О, это сладкое слово – независимость! Ради нее позволительно предавать и двурушничать. Расклад прост: Гухар спит и видит, как бы отделиться от Империи. Этого не произойдет, если Губугун сокрушит последний оплот унганского сопротивления. Но это может случиться, если имперская армия уйдет ни с чем от стен Марбакау, а Барини – куда ему деваться! – договорится с Гухаром о союзе, теперь как равный с равным. Если Барини удалось отколоть от Империи Унган, то почему Гухар не может сделать то же самое с герцогством Марайским? Эту перспективу видит Барини, ее наверняка видит и Губугун. Слепым надо быть, чтобы не видеть.

Потому-то оборона города может иметь успех. Но только активная оборона! События надо торопить, иначе они наступят слишком поздно.

* * *

В рукописном «Сборнике древних историй и легенд для полезного и поучительного чтения», изданном в Ар-Магоре лет сорок назад и обнаруженном в библиотеке унганских маркграфов, Барини некогда вычитал легенду по меньшей мере тысячелетней давности. Однажды посол царства мемеков, услыхав на торжественном дворцовом приеме голос царицы курхов, вопросил с удивлением:

– Разве мужчины курхов позволяют женщинам говорить в своем присутствии, когда их не спрашивают?

– А ваши мужчины разве нет? – нахмурившись, спросил царь курхов в разом наступившей тишине.

– Конечно, нет! – гордо заявил посол мемеков. – Женщинам пристало молчать, когда говорят мужчины.
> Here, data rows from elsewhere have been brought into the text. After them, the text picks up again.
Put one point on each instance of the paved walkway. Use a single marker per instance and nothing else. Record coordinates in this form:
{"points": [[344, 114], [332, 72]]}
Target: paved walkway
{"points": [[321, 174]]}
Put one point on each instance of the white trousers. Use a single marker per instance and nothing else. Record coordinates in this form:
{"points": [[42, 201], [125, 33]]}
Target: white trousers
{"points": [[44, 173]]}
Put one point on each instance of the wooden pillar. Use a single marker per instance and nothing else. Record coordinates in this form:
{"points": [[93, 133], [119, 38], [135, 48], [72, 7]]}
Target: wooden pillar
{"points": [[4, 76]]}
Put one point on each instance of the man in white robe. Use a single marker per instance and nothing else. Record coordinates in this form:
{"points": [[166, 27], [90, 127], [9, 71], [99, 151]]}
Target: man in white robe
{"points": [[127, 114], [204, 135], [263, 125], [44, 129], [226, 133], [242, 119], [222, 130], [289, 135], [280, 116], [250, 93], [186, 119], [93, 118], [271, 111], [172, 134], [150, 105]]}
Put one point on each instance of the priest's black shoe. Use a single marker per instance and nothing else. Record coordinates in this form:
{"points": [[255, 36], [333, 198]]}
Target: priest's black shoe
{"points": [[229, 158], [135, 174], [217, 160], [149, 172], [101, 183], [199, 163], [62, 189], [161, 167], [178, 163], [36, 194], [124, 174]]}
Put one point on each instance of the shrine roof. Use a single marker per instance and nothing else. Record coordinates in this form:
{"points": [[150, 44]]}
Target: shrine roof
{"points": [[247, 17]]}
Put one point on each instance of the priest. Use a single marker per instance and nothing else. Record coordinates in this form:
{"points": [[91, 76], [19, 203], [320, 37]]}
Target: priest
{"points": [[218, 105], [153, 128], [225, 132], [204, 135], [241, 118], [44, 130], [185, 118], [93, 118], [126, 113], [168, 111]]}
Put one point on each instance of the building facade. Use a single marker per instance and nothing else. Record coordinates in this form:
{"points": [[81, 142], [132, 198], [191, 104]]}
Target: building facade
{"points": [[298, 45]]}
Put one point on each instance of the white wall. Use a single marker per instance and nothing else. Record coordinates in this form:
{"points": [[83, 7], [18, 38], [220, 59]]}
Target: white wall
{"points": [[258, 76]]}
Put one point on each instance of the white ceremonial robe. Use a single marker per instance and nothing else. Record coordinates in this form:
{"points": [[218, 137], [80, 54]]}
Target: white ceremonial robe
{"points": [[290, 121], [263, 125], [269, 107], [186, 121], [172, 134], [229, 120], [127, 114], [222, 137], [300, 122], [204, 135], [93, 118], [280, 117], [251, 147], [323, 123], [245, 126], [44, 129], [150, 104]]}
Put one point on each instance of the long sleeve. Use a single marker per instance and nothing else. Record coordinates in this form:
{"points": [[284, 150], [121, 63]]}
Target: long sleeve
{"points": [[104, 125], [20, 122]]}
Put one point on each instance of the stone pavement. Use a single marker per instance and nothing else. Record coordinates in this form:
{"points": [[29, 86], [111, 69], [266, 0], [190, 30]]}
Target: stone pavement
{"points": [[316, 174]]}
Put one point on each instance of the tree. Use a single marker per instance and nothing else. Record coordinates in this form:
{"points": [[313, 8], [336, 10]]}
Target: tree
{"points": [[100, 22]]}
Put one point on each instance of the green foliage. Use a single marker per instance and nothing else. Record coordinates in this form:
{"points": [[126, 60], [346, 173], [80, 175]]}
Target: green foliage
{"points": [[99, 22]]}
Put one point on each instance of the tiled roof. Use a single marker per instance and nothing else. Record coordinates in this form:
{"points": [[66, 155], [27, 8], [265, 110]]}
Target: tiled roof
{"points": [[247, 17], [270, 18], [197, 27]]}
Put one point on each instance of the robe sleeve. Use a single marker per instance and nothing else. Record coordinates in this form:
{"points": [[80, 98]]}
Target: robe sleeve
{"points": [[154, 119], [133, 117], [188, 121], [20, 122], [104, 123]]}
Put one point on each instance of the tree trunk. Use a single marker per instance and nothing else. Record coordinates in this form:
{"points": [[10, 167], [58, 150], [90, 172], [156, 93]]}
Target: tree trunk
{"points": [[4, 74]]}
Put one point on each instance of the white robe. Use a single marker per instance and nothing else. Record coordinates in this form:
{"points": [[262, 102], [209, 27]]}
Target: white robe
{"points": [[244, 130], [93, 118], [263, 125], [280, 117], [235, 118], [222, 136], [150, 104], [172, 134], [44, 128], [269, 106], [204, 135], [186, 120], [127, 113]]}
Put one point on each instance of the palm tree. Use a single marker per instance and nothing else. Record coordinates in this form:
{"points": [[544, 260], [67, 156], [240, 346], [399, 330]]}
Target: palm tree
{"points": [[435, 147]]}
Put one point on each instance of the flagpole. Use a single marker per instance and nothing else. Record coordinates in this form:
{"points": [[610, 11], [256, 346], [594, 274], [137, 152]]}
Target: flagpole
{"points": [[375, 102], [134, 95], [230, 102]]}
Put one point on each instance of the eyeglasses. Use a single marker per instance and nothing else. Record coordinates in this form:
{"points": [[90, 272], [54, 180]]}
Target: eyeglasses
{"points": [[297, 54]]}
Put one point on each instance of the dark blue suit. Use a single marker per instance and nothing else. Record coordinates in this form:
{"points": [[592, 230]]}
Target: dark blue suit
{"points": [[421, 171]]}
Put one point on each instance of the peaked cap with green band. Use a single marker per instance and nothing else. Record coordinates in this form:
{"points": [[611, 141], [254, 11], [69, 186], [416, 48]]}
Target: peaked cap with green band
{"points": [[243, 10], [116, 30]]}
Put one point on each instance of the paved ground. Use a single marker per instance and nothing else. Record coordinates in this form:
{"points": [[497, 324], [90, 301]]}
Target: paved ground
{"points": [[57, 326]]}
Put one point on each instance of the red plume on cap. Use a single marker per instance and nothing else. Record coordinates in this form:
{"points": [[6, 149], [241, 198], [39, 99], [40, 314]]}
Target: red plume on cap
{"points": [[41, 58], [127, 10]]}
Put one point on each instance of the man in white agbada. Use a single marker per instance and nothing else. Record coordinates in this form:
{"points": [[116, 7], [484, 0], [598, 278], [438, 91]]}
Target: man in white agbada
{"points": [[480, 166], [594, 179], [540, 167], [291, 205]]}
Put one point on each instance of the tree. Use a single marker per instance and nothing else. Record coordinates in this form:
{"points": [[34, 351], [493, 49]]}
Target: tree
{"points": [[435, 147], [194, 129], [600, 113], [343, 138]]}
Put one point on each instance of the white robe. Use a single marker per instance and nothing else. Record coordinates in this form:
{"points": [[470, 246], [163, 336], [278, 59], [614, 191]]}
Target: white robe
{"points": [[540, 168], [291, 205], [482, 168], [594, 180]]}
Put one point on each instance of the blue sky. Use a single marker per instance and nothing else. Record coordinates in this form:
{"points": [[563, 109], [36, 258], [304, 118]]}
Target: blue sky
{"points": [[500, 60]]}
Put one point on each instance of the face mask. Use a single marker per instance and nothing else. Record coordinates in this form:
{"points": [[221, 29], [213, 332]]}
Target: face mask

Потому-то мемеки столь сильны, что свято чтут этот обычай!

Рассмеялся на это царь курхов, и всякий имеющий уши слышал издевку в царском смехе.

– Возможно, мемеки и сильны, – молвил царь, отсмеявшись, – но курхи сильнее мемеков. Они сильны настолько, что не боятся разрешать своим женщинам говорить, что им вздумается и когда вздумается…

Барини и в прежние времена не чувствовал себя достаточно сильным, чтобы приглашать Лави на совет, а сейчас и подавно. Работа с двойным агентом – всегда риск. Двойному агенту не следует знать слишком много. А уж план завтрашней атаки Барини намеревался держать в секрете как можно дольше.

Хотя бы до поздней ночи. Потом враг уже ничего не успеет изменить. Караулы удвоены, и перебежчиков к неприятелю сегодня, можно надеяться, не будет, но есть еще почтовые нетопыри, и есть затон, порт и река – не препятствие для хорошего пловца.

Несомненно, Лави что-то чувствовала. Или знала.

– Тебя убьют, – заявила она минувшей ночью после любовных утех, отодвинувшись от господина и внимательно разглядывая его, будто хотела проникнуть в его суть глубже, чем ей было дано. Черные распущенные волосы лились на подушку белоcнежного унганского шелка, а в глазах плясал огонек свечи.

– Я смертен, – зевнул утомленный Барини. – Это не новость.